Los rusos se protegieron tras las rocas y Martorell alcanzó a sus dos compañeros. Desde el sendero se veía el riachuelo, abajo, encajonado entre peñascos. Más allá, un bosque de abetos y un aserradero antiguo. Descolgándose por las rocas alcanzaron el impetuoso torrente.

-No podemos cruzar, brigada. 

-Sigamos, sigamos, no te pares. Habrá algún paso. 

 

Y, echando un vistazo al lugar de donde venían, comentó con cierto alivio: 

-De momento, los rusos no nos siguen.

 

El brigada tenía razón. No mucho más allá, un pequeño puente de tablas les permitió cruzar la rápida corriente. Una vereda apenas esbozada entre las rocas les llevó al viejo aserradero. Se acercaron a él con grandes precauciones. Troncos apilados por doquier les daban la bienvenida, los porticones de las ventanas estaban abiertos; las puertas, también. No había nadie. Entraron y Martorell ató a Kolstov a una columna de madera.

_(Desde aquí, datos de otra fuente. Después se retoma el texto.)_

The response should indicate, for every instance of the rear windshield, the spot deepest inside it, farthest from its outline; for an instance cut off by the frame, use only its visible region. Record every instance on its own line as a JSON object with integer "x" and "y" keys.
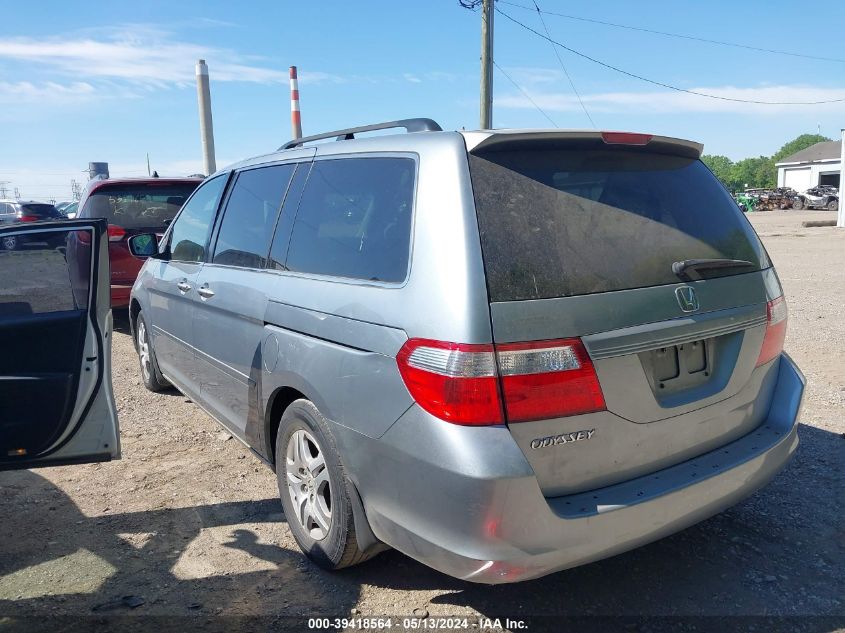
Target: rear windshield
{"x": 138, "y": 206}
{"x": 41, "y": 210}
{"x": 557, "y": 223}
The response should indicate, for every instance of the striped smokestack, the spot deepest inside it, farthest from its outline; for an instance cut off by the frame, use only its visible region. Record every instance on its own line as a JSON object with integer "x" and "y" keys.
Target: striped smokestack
{"x": 295, "y": 116}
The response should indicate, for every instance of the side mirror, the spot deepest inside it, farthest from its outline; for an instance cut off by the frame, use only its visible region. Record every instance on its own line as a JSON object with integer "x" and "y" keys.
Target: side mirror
{"x": 143, "y": 245}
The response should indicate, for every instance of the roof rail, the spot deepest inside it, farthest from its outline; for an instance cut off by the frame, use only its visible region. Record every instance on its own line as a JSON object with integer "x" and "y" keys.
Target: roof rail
{"x": 410, "y": 125}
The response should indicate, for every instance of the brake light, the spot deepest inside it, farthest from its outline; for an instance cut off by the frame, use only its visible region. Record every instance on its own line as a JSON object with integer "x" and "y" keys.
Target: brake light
{"x": 776, "y": 314}
{"x": 625, "y": 138}
{"x": 452, "y": 381}
{"x": 116, "y": 233}
{"x": 461, "y": 384}
{"x": 548, "y": 379}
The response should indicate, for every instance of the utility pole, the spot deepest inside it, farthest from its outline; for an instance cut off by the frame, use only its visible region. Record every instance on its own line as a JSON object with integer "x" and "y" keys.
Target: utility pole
{"x": 295, "y": 114}
{"x": 840, "y": 220}
{"x": 206, "y": 124}
{"x": 486, "y": 64}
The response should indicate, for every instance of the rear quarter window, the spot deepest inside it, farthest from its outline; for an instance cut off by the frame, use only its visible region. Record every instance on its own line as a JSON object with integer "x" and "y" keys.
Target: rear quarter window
{"x": 354, "y": 219}
{"x": 138, "y": 206}
{"x": 558, "y": 222}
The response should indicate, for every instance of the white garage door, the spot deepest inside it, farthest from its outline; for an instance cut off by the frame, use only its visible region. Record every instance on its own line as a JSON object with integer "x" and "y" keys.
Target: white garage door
{"x": 798, "y": 179}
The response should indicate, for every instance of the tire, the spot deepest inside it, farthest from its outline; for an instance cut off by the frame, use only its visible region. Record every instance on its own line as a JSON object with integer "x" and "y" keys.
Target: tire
{"x": 150, "y": 373}
{"x": 11, "y": 242}
{"x": 311, "y": 477}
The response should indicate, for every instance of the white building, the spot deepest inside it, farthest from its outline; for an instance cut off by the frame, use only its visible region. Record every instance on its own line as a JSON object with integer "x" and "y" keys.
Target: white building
{"x": 819, "y": 164}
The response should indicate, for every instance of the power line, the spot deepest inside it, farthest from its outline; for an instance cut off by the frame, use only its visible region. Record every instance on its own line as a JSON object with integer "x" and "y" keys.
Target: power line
{"x": 527, "y": 96}
{"x": 660, "y": 83}
{"x": 678, "y": 35}
{"x": 560, "y": 61}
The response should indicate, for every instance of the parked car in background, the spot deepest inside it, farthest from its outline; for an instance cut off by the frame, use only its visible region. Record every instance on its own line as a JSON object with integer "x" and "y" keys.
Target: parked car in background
{"x": 821, "y": 197}
{"x": 503, "y": 353}
{"x": 23, "y": 211}
{"x": 131, "y": 206}
{"x": 70, "y": 210}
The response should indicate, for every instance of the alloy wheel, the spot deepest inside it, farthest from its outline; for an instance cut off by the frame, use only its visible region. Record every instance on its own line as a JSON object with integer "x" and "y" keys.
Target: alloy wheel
{"x": 308, "y": 484}
{"x": 143, "y": 350}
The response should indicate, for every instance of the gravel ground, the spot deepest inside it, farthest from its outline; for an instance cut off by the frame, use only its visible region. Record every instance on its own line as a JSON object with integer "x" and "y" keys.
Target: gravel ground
{"x": 189, "y": 522}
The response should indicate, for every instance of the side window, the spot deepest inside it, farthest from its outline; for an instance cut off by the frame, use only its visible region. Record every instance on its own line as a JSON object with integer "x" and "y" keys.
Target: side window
{"x": 251, "y": 211}
{"x": 51, "y": 272}
{"x": 354, "y": 219}
{"x": 189, "y": 234}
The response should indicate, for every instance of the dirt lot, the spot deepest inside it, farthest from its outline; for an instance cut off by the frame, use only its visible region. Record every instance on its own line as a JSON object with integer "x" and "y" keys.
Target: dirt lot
{"x": 189, "y": 522}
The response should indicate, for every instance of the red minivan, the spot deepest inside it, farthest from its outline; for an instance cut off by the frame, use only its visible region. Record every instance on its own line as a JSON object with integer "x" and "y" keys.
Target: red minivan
{"x": 132, "y": 205}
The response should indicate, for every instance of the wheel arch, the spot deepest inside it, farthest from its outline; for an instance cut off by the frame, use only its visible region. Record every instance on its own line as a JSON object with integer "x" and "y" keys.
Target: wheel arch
{"x": 277, "y": 403}
{"x": 134, "y": 311}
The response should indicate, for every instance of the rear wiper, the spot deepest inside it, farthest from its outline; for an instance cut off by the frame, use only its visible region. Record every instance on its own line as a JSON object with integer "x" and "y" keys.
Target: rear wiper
{"x": 687, "y": 269}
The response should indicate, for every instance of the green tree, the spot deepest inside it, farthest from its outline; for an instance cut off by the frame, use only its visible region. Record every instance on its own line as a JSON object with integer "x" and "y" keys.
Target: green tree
{"x": 755, "y": 172}
{"x": 796, "y": 145}
{"x": 758, "y": 172}
{"x": 721, "y": 167}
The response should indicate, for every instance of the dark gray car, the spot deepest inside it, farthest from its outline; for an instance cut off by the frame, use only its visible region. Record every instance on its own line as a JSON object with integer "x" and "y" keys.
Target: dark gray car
{"x": 503, "y": 353}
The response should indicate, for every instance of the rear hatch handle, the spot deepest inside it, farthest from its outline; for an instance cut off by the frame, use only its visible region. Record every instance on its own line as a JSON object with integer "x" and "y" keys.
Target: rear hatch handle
{"x": 688, "y": 269}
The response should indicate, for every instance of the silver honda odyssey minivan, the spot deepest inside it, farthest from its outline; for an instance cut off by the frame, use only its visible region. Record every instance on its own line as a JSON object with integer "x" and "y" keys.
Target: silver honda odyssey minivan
{"x": 503, "y": 353}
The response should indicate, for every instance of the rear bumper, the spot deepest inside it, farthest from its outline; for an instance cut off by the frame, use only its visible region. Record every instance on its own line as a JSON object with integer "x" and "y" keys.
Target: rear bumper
{"x": 464, "y": 500}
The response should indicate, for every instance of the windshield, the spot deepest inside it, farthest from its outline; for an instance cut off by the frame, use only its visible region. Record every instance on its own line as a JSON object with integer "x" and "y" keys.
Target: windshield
{"x": 557, "y": 222}
{"x": 137, "y": 206}
{"x": 40, "y": 210}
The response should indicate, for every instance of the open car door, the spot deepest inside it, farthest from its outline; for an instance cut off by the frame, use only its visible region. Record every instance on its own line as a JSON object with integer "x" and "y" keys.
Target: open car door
{"x": 56, "y": 400}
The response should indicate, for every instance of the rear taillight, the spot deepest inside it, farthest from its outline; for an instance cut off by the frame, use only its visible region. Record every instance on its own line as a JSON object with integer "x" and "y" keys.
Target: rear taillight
{"x": 775, "y": 331}
{"x": 548, "y": 379}
{"x": 116, "y": 233}
{"x": 460, "y": 383}
{"x": 452, "y": 381}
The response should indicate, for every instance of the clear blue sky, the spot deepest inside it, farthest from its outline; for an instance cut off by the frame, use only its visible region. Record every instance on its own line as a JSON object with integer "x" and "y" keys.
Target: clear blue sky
{"x": 83, "y": 81}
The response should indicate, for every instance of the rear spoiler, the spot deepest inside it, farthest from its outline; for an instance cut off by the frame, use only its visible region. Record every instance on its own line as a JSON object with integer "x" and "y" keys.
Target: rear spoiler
{"x": 495, "y": 140}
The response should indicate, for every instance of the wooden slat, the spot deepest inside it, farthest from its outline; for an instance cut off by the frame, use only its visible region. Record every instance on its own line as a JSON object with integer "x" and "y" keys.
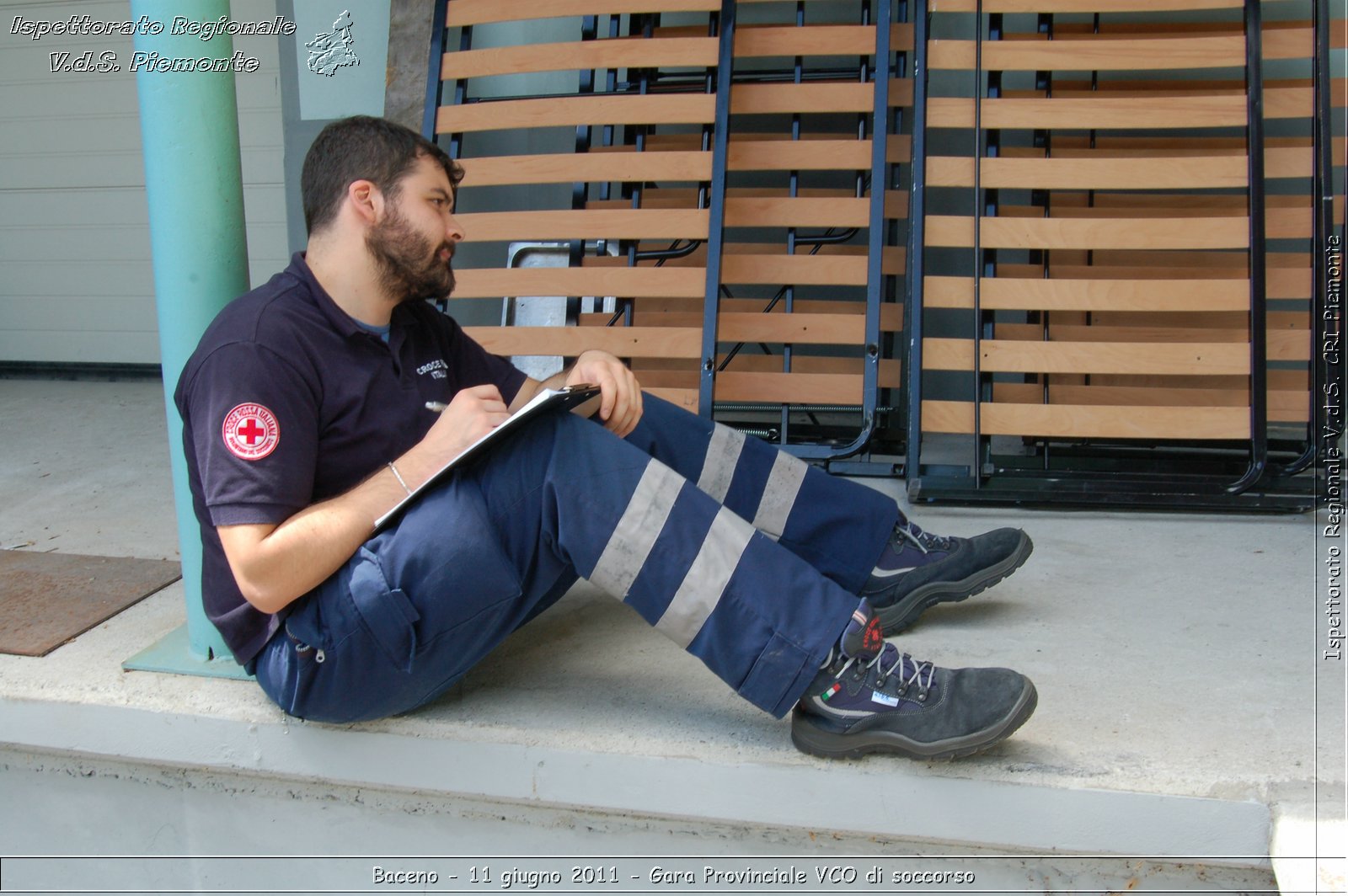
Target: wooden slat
{"x": 1282, "y": 345}
{"x": 1103, "y": 112}
{"x": 689, "y": 108}
{"x": 789, "y": 388}
{"x": 799, "y": 155}
{"x": 1083, "y": 6}
{"x": 1157, "y": 173}
{"x": 469, "y": 13}
{"x": 1092, "y": 54}
{"x": 687, "y": 399}
{"x": 622, "y": 282}
{"x": 1089, "y": 422}
{"x": 651, "y": 343}
{"x": 1087, "y": 357}
{"x": 1089, "y": 233}
{"x": 773, "y": 99}
{"x": 800, "y": 269}
{"x": 813, "y": 40}
{"x": 1284, "y": 406}
{"x": 618, "y": 53}
{"x": 813, "y": 329}
{"x": 637, "y": 224}
{"x": 1087, "y": 296}
{"x": 797, "y": 212}
{"x": 586, "y": 168}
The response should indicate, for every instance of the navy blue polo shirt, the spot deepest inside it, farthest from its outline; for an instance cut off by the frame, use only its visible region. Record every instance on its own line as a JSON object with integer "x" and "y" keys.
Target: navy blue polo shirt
{"x": 287, "y": 401}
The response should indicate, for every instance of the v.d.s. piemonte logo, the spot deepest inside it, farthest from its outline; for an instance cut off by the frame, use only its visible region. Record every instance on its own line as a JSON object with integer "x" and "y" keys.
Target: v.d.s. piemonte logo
{"x": 334, "y": 51}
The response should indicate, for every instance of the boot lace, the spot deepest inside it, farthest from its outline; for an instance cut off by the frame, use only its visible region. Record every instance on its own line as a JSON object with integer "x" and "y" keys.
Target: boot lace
{"x": 925, "y": 542}
{"x": 890, "y": 662}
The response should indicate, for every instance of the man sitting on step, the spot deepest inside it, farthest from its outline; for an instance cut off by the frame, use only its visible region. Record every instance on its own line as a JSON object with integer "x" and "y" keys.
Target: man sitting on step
{"x": 307, "y": 419}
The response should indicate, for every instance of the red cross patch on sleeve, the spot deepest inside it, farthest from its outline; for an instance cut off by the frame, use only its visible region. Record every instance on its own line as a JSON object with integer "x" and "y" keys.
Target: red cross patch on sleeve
{"x": 251, "y": 431}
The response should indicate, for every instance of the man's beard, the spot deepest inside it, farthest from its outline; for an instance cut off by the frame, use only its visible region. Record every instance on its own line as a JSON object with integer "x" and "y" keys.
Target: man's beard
{"x": 409, "y": 266}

-Usted no pierde las buenas costumbres, ¿eh?

 

Martorell no dijo nada. Se acercó a una ventana y miró hacia los riscos del horizonte lejano, hacia el arroyo salvaje, hacia el puente. Todas estas cosas temblaban en el aire cada vez más cálido a medida que se acercaba el mediodía, y dejaban en la retina una extraña mácula a modo de imagen continua y perturbaban ese mismo aire caliente y eléctrico. Le extrañó que sus perseguidores no apareciesen; estarán tratando de encontrar las acciones, se dijo. Volvió junto a Kolstov y buscó con sus ojos los ojos del ruso. Los encontró. Pero no se dijeron nada. Fran se acercó, se apoyó en la pared y miró al suelo. Sólo podían escuchar su propia respiración.